Le lettere sono datate 1958, firmate da una certa Rosalind e sono tutte indirizzate a sua sorella Minna. Provengono da ogni parte del mondo ma ognuna di esse contiene degli indovinelli che riguardano il regno delle piante, il regno verde appunto. L’accordo giocoso prevede che Minna risolva gli enigmi e ricami ogni pianta per poi spedirla alla sorella Rosalind e al padre. Un modo perfetto per conservare e mantenere vivo e vivace il legame tra le due, e coinvolgere inaspettatamente Caspia che partecipa entusiasta, solo con qualche anno di ritardo rispetto alle tempistiche originali. Affrontare questa sfida significherà per lei sciogliere le sue ritrosie iniziali sul trasferimento in un posto sconosciuto, fare nuove amicizie, trovare un posto dove mettere radici e approfondire le sue conoscenze di alberi, fiori e spezie.

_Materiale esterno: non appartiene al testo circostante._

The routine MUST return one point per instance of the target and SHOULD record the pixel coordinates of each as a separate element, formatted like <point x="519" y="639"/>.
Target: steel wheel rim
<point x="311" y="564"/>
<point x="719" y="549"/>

Con la collaborazione di Melissa Castrillòn i brevi capitoli e la sovraccoperta sono caratterizzati da disegni delicati, in bianco e nero, mentre sulla copertina gli inserti dorati deliziano l’occhio e catturano l’attenzione dei più distratti. Occorre considerare che nulla accade per caso e che siamo tutti legati da radici invisibili. Sebbene in questo romanzo non ci siano elementi fantastici evidenti l’avventura che viene raccontata contiene tutta la magia dei fiori, il loro potere, la malìa del mistero e del passato, il fascino di luoghi esotici e la sorpresa degli incontri.